Que s’est-il passé exactement, hier midi, sur la place Tiananmen ? Difficile de le savoir, car les autorités chinoises ont immédiatement bouclé la zone, et ont rapidement repris en main l’Internet. Les journalistes de l’AFP, qui ont essayé de s’approcher des lieux ont été refoulés et les clichés que contenaient leurs appareils photos effacés. Les visiteurs de la Cité interdite ont été priés de quitter les lieux.

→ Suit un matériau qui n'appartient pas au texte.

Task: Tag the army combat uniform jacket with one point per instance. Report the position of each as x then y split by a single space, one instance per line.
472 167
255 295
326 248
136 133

D’après des informations officielles, une voiture aurait blessé 38 piétons, principalement des touristes, avant de s’encastrer dans un pont. Deux d’entre-eux auraient trouvé la mort ainsi que les trois occupants du véhicule. Accident ou attentat ? Une chose est certaine : les faits se sont déroulés dans l’un des endroits les plus symboliques du pouvoir chinois, et les plus quadrillés par la police. C’est là que se trouve le grand portrait de Mao, incarnation de la République populaire fondée en 1949. C’est aussi sur cette place qu’avait eu lieu, en 1989, le plus grand soulèvement démocratique qu’ait connu la Chine populaire dont le souvenir hante les mémoires sans qu’il soit, encore aujourd’hui, possible d’en parler ouvertement.
Tensions à tous les étages
L’impressionnant déploiement policier qui a suivi les faits est typique des poussées de stress du régime. Au moment des révolutions arabes, le quartier pékinois de Wangfujing, lieu de ralliement potentiel des contestataires chinois, était devenu tout simplement impossible d’accès pour les Occidentaux. Plusieurs journalistes avaient été interpellés pour avoir tout simplement tenté de s’en approcher.
Selon le « Global Times », un quotidien chinois réputé pour son nationalisme, c’est actuellement la piste ouïgoure qui serait privilégiée par la police, avec une action des séparatistes musulmans du Xinjiang, dans l’est de la Chine. Le journal explique que la police aurait envoyé, hier soir, un message aux hôtels de la capitale afin que ceux-ci les aident à identifier d’éventuels « clients suspects » depuis le début du mois d’octobre. La police aurait identifié deux habitants du Xinjiang.
A quelques semaines d’un congrès du Parti communiste que chacun présente comme déterminant pour l’avenir du pays, ce très probable attentat apparaît dans tous les cas comme le révélateur des tensions que connaît la Chine aujourd’hui. Tensions à la base, où les motifs de frustration sont nombreux. Ils peuvent être identitaires mais également économiques, puisque le renchérissement des prix de l’immobilier complique la donne pour les classes moyennes. Ils peuvent être sociaux ou même juridiques, dans un système dépourvu de contre-pouvoirs et surtout de recours pour les plus faibles.
Tiananmen : le feu et la censure
Mais tensions également au sommet de l’Etat. La période est en effet marquée par deux tendances contradictoires. D’un côté, un discours réformiste sur le plan économique, qui peine à se concrétiser mais dont les optimistes espèrent qu’il se traduira dans les faits lors du prochain congrès du parti. Et de l’autre, une reprise en main musclée d’Internet et la mise à l’écart des voix les plus indépendantes face au pouvoir. L’événement de la place Tiananmen apparaît comme la matérialisation de ce contexte tendu, qui sera l’un des facteurs déterminants du prochain congrès. Sachant qu’il pourra apporter de l’eau au moulin des conservateurs, partisans d’une ligne dure devant toute forme de dissidence, autant qu’il donnera des arguments à ceux qui pensent nécessaire de changer le système pour lui redonner de la légitimité.